I wondered briefly why they hadn’t already come for me, then understood; they’d go after the telepaths first, because they could alert any who survived about what was happening. My poor comm ability was well known, which would have put me at the bottom of the termination list. I was also out of the country and surrounded by soldiers. They knew where I was, I wasn’t going anywhere, meaning that they could let me wait while they finished off the others.

I suddenly realized that even if orders back to the US came through, I couldn’t follow them. Someone might be on the plane, and if not they’d be waiting at the airport when I arrived.

But would the assassins be willing to wait until I returned to the US? They might, but I couldn’t count on it, and a wrong guess would get me killed.

One good thing, the School’s administrators were operating in the dark. They didn’t know that my communication skills had improved essentially overnight. They also had no way of knowing Surfer had told me about the missing telepaths. But if I made a wrong move and they found out, they’d suspect. The hunt for me would be on.

There was a simple solution to that; don’t make a mistake.

Shezzie and I soon found out, by accident at first, that there had been more changes than even I realized. She had somehow picked up my other abilities through the link. She didn’t have my skill at PK, not yet, and she was still shaky when using the ‘bubble’, but the ability was there. I didn’t know if she had any PreCog, since she hadn’t mentioned the kind of hunches I get. But she might have picked it up from my subconscious mind when we linked, or maybe she was now holding things back from me; heh, she might have caught some of my paranoia as well as my Talents!

Well, if she was keeping secrets, why not? Everyone is entitled to a few of those.

We tried that close, intense link where our minds intermeshed under more controlled conditions, but this time it had no effect so far as we could tell. Whatever changes the melding had caused, it appeared that future improvements would depend on development of the Talents within the person based on what had already occurred.

A breeze had sprung up and there was a light haze of blowing sand in the air when I walked over to the medical section. I didn’t have any duty scheduled, now that I was off the patrol list, and Shezzie had finished whatever paperwork she had to do. She also wasn’t scheduled for surgery unless casualties started coming in, and so far as we knew there were no engagements ongoing.
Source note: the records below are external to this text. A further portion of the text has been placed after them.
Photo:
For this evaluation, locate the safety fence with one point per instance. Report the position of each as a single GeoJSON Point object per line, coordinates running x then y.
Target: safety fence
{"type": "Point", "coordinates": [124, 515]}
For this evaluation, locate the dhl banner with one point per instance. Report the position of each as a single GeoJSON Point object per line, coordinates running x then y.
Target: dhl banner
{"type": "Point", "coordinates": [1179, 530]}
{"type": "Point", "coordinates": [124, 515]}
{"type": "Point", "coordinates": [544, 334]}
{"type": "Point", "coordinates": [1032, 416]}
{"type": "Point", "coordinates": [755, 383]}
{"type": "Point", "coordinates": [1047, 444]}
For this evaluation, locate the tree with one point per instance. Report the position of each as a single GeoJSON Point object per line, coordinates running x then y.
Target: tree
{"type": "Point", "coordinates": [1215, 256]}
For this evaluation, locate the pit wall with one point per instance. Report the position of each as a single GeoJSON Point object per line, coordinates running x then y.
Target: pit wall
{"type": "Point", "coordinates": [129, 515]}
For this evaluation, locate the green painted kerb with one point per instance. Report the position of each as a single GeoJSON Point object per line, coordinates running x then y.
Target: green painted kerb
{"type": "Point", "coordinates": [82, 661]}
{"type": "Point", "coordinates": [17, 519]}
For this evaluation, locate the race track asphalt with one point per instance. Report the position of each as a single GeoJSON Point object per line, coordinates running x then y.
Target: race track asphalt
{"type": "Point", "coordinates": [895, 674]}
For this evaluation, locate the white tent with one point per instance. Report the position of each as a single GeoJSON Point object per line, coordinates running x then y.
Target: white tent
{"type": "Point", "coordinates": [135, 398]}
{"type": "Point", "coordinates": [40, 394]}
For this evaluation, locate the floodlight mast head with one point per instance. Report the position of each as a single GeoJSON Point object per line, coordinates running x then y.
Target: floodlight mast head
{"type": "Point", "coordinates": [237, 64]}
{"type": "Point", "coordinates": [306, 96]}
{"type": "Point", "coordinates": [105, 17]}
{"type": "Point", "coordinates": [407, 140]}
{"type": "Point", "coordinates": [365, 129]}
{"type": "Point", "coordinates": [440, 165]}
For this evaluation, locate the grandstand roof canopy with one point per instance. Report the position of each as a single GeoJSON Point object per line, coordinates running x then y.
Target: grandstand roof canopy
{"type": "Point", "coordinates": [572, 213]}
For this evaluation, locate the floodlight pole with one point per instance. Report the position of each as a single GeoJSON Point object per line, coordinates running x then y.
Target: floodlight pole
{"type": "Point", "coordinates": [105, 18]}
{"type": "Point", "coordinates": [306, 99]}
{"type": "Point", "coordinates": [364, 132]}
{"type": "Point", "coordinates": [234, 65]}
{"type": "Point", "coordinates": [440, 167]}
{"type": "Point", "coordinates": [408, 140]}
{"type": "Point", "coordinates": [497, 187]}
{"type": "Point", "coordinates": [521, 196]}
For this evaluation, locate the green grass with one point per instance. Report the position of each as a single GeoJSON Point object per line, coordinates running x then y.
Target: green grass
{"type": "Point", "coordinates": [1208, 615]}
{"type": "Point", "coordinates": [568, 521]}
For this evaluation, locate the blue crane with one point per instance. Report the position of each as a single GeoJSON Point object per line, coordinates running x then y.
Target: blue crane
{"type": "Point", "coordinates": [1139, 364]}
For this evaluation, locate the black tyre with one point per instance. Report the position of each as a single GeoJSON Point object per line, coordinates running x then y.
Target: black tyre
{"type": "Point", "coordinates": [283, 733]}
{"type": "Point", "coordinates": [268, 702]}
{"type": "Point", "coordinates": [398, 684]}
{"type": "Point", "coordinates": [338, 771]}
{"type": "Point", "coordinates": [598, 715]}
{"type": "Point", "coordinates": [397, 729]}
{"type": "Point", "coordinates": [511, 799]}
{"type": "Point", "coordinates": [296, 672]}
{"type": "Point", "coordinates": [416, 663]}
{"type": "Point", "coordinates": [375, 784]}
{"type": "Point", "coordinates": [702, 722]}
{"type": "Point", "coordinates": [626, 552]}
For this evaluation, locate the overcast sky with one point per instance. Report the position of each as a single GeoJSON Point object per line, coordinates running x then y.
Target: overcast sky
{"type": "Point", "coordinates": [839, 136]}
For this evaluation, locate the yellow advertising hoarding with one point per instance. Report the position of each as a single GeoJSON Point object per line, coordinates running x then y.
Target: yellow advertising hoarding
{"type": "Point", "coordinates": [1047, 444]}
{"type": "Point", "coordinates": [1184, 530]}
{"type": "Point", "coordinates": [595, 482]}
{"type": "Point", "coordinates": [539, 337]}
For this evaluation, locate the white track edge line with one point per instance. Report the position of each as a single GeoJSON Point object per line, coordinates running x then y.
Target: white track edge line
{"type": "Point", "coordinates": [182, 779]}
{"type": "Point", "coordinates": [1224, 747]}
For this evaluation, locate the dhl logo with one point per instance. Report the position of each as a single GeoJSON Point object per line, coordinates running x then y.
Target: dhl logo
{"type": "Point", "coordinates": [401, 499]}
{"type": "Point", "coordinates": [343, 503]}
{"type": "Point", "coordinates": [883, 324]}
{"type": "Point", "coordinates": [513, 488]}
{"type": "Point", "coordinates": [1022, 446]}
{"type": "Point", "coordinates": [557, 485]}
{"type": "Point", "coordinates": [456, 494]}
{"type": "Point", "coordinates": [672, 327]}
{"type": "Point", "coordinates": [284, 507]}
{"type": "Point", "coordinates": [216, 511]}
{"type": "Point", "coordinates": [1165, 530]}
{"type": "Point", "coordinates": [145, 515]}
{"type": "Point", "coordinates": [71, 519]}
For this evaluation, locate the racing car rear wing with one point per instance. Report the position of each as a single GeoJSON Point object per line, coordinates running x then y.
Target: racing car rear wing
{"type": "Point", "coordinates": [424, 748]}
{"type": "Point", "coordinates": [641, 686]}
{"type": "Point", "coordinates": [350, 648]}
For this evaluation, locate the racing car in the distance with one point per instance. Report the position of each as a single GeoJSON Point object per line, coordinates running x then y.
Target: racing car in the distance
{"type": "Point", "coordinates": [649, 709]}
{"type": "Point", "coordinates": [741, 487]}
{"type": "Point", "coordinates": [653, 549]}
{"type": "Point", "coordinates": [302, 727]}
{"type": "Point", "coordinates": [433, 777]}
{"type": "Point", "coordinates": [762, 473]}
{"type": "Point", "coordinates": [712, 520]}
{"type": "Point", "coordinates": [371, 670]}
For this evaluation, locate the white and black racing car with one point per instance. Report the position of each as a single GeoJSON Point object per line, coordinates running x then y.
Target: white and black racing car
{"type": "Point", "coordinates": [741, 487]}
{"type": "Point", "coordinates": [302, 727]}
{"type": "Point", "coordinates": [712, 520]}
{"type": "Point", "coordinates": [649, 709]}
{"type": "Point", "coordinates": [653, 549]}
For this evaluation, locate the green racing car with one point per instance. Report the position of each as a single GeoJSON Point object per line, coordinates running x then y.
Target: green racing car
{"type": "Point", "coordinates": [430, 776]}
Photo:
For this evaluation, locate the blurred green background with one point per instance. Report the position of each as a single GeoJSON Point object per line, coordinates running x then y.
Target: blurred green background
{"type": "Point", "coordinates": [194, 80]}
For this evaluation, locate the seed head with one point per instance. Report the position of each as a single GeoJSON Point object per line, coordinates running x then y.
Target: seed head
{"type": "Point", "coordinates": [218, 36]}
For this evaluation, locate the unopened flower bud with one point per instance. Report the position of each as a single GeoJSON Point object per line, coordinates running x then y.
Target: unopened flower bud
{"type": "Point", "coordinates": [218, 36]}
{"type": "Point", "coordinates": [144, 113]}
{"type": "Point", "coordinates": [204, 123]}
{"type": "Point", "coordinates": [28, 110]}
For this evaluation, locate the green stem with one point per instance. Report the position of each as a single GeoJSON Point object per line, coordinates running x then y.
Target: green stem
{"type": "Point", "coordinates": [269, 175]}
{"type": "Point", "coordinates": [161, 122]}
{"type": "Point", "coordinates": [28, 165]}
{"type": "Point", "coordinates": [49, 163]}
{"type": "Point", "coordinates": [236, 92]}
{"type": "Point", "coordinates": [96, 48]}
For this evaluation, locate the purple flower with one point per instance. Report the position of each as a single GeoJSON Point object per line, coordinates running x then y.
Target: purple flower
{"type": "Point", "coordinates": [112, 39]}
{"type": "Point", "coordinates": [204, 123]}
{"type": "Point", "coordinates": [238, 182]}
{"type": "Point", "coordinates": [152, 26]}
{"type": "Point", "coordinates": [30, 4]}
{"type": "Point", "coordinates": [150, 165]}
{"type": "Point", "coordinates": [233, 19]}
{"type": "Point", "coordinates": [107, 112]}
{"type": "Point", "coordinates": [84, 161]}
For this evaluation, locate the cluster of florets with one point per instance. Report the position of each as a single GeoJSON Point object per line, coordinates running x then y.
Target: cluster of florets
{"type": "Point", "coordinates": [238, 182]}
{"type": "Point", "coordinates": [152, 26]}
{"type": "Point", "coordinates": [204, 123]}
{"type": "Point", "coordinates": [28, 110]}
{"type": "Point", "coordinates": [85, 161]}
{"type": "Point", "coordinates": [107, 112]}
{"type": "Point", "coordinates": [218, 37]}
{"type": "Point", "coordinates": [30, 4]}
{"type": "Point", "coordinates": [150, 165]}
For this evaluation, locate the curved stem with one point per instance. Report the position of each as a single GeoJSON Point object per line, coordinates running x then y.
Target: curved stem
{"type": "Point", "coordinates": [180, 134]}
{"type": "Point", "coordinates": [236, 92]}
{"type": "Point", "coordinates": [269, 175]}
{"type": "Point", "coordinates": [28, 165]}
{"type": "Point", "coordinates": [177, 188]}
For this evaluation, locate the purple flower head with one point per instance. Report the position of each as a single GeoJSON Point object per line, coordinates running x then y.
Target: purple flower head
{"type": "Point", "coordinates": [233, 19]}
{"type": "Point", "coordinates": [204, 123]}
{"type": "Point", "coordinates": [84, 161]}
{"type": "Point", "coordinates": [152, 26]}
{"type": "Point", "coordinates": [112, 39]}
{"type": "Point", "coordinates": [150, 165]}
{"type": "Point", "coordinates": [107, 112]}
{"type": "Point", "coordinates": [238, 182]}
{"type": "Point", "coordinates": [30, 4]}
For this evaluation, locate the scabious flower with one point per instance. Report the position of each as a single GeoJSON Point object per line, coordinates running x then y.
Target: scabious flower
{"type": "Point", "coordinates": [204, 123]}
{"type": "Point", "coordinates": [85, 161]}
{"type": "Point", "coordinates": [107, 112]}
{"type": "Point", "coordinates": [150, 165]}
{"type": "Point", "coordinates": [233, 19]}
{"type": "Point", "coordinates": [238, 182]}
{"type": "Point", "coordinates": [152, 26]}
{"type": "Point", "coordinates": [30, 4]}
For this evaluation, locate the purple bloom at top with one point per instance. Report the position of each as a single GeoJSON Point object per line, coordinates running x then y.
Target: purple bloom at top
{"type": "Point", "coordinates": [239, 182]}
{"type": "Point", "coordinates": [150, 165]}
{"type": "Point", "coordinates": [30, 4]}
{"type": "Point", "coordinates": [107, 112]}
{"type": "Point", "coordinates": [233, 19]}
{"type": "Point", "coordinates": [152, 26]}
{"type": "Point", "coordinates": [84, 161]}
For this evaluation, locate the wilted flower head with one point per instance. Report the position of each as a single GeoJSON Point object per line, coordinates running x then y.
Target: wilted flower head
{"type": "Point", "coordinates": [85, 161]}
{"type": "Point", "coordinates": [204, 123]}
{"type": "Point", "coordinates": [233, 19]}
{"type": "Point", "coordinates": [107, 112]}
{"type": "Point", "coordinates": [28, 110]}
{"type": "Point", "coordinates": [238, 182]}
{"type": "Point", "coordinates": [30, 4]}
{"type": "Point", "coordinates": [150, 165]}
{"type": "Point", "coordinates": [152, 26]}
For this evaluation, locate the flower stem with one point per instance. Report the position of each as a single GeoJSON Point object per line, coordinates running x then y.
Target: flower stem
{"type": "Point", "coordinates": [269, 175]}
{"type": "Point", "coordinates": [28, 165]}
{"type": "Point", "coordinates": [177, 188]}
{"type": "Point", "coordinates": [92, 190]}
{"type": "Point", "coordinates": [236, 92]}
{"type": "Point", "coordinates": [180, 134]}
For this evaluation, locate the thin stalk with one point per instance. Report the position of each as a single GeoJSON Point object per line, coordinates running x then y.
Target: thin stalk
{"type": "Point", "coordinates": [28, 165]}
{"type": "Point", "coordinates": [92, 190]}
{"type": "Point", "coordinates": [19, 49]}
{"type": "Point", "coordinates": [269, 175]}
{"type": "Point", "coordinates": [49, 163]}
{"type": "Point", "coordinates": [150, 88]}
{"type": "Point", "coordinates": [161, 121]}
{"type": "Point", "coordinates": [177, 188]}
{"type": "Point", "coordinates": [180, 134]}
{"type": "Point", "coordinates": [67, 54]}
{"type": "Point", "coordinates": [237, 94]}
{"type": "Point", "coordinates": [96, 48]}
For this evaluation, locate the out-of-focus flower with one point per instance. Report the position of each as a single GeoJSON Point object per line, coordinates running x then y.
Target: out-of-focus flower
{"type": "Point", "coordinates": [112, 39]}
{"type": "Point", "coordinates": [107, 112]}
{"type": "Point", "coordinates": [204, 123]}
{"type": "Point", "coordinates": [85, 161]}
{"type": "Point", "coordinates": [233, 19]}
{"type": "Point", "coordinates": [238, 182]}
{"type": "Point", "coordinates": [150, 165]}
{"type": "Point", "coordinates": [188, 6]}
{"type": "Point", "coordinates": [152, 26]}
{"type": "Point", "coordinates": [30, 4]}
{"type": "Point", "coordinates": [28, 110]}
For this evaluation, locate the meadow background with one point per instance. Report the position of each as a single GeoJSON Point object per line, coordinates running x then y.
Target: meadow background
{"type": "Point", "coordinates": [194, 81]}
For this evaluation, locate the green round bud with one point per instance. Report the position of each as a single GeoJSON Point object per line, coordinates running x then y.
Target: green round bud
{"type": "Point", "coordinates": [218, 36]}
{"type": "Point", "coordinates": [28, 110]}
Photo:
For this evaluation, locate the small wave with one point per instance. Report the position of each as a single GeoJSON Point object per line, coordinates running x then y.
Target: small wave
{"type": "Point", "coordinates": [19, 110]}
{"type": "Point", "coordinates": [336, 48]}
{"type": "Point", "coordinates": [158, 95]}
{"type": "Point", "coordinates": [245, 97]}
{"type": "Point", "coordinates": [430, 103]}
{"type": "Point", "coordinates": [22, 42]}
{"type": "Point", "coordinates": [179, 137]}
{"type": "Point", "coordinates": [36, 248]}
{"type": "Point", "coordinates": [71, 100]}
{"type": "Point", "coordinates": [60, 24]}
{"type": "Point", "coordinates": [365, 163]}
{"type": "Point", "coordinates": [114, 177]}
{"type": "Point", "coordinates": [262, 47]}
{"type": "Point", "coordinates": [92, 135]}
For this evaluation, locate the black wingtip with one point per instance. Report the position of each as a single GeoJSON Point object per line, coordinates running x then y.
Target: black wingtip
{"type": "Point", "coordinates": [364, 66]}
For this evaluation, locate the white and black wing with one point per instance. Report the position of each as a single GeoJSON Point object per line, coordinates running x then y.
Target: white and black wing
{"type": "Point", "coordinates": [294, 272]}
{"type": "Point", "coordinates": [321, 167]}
We spent the afternoon in her office, talking about what had happened and exploring her new Talents. I coached her through a few PK exercises and let her practice bringing up her bubble field. I also had a few warnings for her. “The trick is to expand the bubble field to the point where it begins to fade out. Air will then leak across the barrier so that you get gas exchange, oxygen in and carbon dioxide out. You also get small pieces of shrapnel and maybe even bullets penetrating the field, but if anything does get through it won’t travel in a straight line. It’s like light passing through water, it doesn’t keep the same course. Even weakened, the barrier is enough to deflect particles. But even when the bubble is at full strength, if the force impacting your field is strong enough you’ll be the one that gets bounced. Newton’s physics still work.”

She was silent while I went through this, then said, “So if you were in water, you might be able to keep water out but you wouldn’t have air to breathe? You might kill yourself or drown when the field collapsed?”

“I think you’re right,” I said. “Best not to test it! There’s something else; your concentration right now isn’t great, and if you lose concentration the field might not protect you. I was caught in an explosion when an IED blew up. The bubble formed, but the blast bounced me off a wall. If I hadn’t kept the bubble in place while all this was going on, the impact would have killed me.” I smirked at her and said, “I know an exercise that will help your concentration; how would you like to go for a tumble?”